An implant member is provided that can selectively capture vascular endothelial progenitor cells (EPCs) under blood flow to form an endothelialized surface.
An embedding member for capturing EPC under blood flow and endothelializing, comprising a substrate and a coating layer provided on the surface of the substrate. The coating layer is made of a water-insoluble synthetic polymer, and the polymer has a functional group for immobilizing a protein that specifically interacts with EPC.
[Selection figure] None

Description

  The present invention relates to an implant member having a coating layer that specifically captures vascular endothelial progenitor cells (hereinafter sometimes referred to as EPC) in blood and promotes endothelialization.

  For members that are implanted in the body and come into contact with blood, such as artificial blood vessels, various efforts have been made in the past to reduce occlusion and restenosis due to thrombus formation.

  As part of this, the present inventors have provided a polymer material layer containing a component having anticoagulability provided on the base material surface of the blood contact surface, and a chemical immobilization provided on the surface of the polymer material layer. A protein that is a ligand or receptor antibody that specifically acts on a receptor that is expressed only on EPC, and this biologically specific action can selectively capture EPC in the bloodstream. A human body embedded member has been proposed (Patent Document 1).

JP 2008-125682 A

  The polymer material layer included in the embedded member described in Patent Document 1 includes a component having anticoagulant ability, and the component having anticoagulant ability is gradually polymerized after the embedded member is embedded in the body. While the protein released from the layer and exhibiting anticoagulant ability and selectively immobilized on the surface of the polymer material layer in the bloodstream selectively captures EPC and endothelializes the surface of the polymer material layer, It suppresses generation. Heparin is exemplified as a component having anticoagulant ability. Specifically, the polymer material layer included in the embedded member described in Patent Document 1 is a gel layer obtained by crosslinking albumin or gelatin with water-soluble carbodiimide, and heparin contained in the gel layer is gradually released from the gel layer. Thus, thrombus formation is suppressed until the surface of the polymer material layer is endothelialized.

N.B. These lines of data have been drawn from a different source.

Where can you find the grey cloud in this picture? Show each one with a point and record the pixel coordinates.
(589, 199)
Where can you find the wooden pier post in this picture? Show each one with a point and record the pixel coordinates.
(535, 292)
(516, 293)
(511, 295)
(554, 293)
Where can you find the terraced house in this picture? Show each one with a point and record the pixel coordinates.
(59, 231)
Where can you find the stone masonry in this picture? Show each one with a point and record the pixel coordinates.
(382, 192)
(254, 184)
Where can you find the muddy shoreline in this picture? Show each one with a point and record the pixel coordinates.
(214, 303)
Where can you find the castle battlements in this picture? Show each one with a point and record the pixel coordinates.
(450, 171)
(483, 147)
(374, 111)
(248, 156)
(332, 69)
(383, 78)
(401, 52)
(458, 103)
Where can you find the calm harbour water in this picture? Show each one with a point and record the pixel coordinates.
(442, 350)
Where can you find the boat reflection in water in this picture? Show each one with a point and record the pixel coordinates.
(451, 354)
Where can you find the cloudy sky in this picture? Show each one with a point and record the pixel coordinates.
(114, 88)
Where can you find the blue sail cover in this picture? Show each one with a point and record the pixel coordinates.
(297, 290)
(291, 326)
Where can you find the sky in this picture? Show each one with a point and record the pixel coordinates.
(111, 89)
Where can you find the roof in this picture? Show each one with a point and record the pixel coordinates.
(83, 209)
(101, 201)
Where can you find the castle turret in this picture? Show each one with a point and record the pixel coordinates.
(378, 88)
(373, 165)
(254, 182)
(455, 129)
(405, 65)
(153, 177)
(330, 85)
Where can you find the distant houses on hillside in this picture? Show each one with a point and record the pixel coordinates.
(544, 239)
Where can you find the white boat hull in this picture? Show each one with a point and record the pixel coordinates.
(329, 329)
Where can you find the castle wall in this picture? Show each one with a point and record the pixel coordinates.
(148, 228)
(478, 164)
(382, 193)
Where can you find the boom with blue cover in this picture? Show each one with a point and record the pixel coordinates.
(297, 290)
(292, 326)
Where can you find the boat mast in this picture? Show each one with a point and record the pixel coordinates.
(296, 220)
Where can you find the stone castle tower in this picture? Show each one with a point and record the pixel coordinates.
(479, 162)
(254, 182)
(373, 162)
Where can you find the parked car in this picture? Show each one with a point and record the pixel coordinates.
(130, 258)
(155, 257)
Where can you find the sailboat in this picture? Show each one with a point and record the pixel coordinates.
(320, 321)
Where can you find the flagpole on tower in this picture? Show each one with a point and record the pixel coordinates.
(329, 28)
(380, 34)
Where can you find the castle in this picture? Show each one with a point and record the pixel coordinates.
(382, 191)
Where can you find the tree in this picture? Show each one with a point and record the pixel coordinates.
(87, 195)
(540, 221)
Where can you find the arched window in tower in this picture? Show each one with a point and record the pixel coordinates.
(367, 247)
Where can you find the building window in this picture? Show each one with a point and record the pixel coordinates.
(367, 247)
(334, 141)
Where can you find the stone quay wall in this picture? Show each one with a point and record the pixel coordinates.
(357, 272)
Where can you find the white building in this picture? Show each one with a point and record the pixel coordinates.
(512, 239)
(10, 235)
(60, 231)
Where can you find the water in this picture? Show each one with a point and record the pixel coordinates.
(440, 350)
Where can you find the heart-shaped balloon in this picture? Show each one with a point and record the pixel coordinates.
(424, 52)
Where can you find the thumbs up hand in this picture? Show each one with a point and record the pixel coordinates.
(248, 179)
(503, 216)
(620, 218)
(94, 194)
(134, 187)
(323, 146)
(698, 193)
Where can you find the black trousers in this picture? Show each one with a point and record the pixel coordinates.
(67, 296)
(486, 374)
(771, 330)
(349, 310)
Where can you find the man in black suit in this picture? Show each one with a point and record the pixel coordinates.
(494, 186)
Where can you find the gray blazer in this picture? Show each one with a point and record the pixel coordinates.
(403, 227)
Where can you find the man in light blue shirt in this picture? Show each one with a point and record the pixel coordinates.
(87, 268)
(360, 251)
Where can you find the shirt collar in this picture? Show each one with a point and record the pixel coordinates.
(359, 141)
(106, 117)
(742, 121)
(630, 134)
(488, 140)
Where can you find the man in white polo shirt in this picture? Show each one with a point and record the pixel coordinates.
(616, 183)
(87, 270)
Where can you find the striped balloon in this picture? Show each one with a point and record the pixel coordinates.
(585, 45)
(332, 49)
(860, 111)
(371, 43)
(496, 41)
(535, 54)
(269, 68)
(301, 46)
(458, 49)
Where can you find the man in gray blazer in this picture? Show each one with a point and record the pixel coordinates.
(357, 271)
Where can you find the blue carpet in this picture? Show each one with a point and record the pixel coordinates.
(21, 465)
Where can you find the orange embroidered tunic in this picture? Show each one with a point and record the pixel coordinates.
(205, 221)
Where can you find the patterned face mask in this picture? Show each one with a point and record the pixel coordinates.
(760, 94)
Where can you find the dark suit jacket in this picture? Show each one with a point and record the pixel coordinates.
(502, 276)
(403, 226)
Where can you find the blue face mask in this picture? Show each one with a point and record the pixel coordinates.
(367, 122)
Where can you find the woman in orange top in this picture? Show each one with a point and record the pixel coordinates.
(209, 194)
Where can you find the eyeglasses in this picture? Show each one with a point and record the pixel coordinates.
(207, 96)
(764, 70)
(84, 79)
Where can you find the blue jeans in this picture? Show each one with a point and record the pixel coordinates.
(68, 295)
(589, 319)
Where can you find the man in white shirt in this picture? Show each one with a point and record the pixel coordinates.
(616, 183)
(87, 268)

  However, in order to gradually release heparin contained in the gel layer from the gel layer at a ratio suitable for suppressing the formation of thrombus, it is necessary to control the structure of the gel layer, the presence state of heparin, and the like.

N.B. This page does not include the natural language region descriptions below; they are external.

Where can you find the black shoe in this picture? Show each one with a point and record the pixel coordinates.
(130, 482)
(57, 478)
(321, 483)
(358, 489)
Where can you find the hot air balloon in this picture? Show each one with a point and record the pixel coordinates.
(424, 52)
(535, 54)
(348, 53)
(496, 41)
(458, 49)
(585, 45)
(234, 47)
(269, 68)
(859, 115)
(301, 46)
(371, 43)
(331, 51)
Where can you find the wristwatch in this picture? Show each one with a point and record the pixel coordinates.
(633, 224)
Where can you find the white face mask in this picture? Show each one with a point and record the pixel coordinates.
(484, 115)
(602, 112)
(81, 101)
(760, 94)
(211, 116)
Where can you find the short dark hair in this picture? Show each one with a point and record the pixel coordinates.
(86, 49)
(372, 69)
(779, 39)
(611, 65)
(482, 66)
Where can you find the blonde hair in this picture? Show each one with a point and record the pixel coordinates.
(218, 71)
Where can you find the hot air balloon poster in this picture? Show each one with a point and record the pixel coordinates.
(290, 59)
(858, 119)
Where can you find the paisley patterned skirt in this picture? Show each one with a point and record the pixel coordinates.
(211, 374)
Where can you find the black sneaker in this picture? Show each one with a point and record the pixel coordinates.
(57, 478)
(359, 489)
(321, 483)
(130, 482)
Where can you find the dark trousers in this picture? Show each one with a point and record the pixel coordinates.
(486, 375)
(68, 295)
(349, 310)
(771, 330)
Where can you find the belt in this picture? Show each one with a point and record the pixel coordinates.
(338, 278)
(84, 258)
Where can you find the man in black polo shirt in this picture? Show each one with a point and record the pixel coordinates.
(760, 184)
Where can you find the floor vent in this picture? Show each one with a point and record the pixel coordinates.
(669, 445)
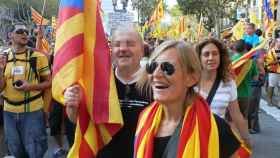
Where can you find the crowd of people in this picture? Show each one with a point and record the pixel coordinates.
(177, 98)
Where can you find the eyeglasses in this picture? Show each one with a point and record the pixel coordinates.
(21, 31)
(165, 67)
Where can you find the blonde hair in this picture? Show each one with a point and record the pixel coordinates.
(188, 60)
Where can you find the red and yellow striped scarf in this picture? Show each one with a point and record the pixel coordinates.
(198, 137)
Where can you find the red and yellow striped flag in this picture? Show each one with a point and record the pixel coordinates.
(157, 14)
(198, 138)
(82, 56)
(182, 26)
(37, 17)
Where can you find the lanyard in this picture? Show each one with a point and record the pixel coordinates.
(14, 64)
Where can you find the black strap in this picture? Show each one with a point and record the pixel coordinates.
(213, 90)
(28, 100)
(172, 145)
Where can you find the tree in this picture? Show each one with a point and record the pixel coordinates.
(144, 8)
(212, 11)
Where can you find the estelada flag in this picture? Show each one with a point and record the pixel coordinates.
(82, 57)
(241, 67)
(37, 18)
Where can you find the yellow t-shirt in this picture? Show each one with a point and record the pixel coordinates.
(21, 70)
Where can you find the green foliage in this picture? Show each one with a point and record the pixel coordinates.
(145, 9)
(211, 10)
(175, 11)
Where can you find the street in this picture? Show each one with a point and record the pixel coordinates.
(266, 143)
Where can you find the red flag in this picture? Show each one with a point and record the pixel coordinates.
(82, 56)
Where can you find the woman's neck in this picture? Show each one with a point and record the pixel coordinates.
(208, 75)
(173, 112)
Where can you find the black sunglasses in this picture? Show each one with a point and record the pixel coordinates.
(21, 31)
(165, 67)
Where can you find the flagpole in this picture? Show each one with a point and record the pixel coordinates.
(42, 13)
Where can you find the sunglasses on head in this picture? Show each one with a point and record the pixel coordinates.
(165, 67)
(21, 31)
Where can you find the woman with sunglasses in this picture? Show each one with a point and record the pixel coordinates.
(217, 86)
(179, 123)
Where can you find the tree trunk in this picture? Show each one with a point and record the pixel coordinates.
(217, 26)
(278, 12)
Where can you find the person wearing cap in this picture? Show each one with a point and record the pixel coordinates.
(250, 36)
(24, 74)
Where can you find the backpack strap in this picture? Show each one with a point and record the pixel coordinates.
(213, 90)
(33, 64)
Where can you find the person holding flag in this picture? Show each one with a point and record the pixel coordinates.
(248, 72)
(250, 36)
(127, 50)
(179, 123)
(25, 74)
(273, 66)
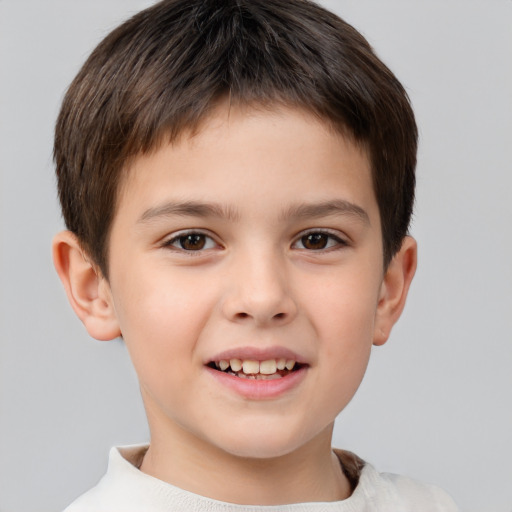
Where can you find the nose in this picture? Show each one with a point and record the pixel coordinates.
(259, 291)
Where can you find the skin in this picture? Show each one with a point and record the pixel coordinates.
(258, 284)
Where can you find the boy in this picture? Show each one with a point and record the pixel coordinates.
(237, 178)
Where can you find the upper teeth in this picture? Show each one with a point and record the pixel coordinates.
(252, 366)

  Therefore, if an embedded member having a polymer material layer capable of selectively capturing EPC and endothelizing the surface of the polymer material layer without using a component having sustained release anticoagulant properties such as heparin can be provided. The present inventors thought that the utility value was high.

  Accordingly, an object of the present invention is to provide an implant capable of selectively capturing EPC in the bloodstream to form an endothelialized surface without using an anticoagulant component such as heparin as a sustained-release component. It is to provide a member.

  As a result of the study by the present inventors, the coating layer provided on the surface of the embedded member is composed of a water-insoluble synthetic polymer having a functional group for immobilizing a protein that specifically interacts with EPC. Discovered that the above-mentioned problems can be solved by immobilizing a protein (specific protein) that specifically interacts with vascular endothelial progenitor cells (EPC) in the coating layer, and completed the present invention.

The present invention is as follows.
[1]
A substrate;
An embedded member having a coating layer provided on the surface of a substrate,
The coating layer is composed of a water-insoluble synthetic polymer, and the polymer immobilizes a protein (hereinafter referred to as a specific protein) that specifically interacts with vascular endothelial precursor cells (hereinafter referred to as EPC). It has a functional group (hereinafter, a functional group for immobilization),
An implant member for capturing EPC under blood flow and for endothelialization.
[2]
The embedded member according to [1], wherein the water-insoluble synthetic polymer is a poly (ethylene / vinyl alcohol) copolymer, a poly (methyl methacrylate / acrylic acid) copolymer, or an aminated polyvinyl alcohol copolymer.
[3]
The embedded member according to [1] or [2], wherein the immobilizing functional group is a hydroxyl group, an amino group, or a carboxyl group.
[4]
The embedded member according to any one of [1] to [3], wherein at least part of the immobilizing functional group is a functional group activated with N, N′-carbonyldiimidazole or carbodiimide.
[5]
The embedded member according to any one of [1] to [4], wherein a specific protein is immobilized on the surface of the coating layer through at least a part of the functional group for immobilization.
[6]
The specific protein is at least one selected from the group consisting of vascular endothelial growth factor (VEGF), an antibody against a VEGF cell surface receptor, angiopoietin, and an antibody against an angiopoietin cell receptor [5]. Embedded member.
[7]
The implant member according to [6], wherein the cell surface receptor of VEGF is VEGFR1 or VEGFR2, and the cell receptor of angiopoietin is Tie1 or Tie2.
[8]
The embedded member according to any one of [5] to [7], wherein the coating layer has a blocking agent immobilized on a surface on which a specific protein is not immobilized.
[9]
The embedding member according to [8], wherein the blocking agent is polyethylene glycol.
[10]
The implant member according to any one of [1] to [9], wherein the base material is a constituent member of an artificial implant member that is implanted in the body and comes into contact with blood.
[11]
The implant member according to [10], wherein the constituent member is used for an artificial blood vessel, a stent, or an artificial valve.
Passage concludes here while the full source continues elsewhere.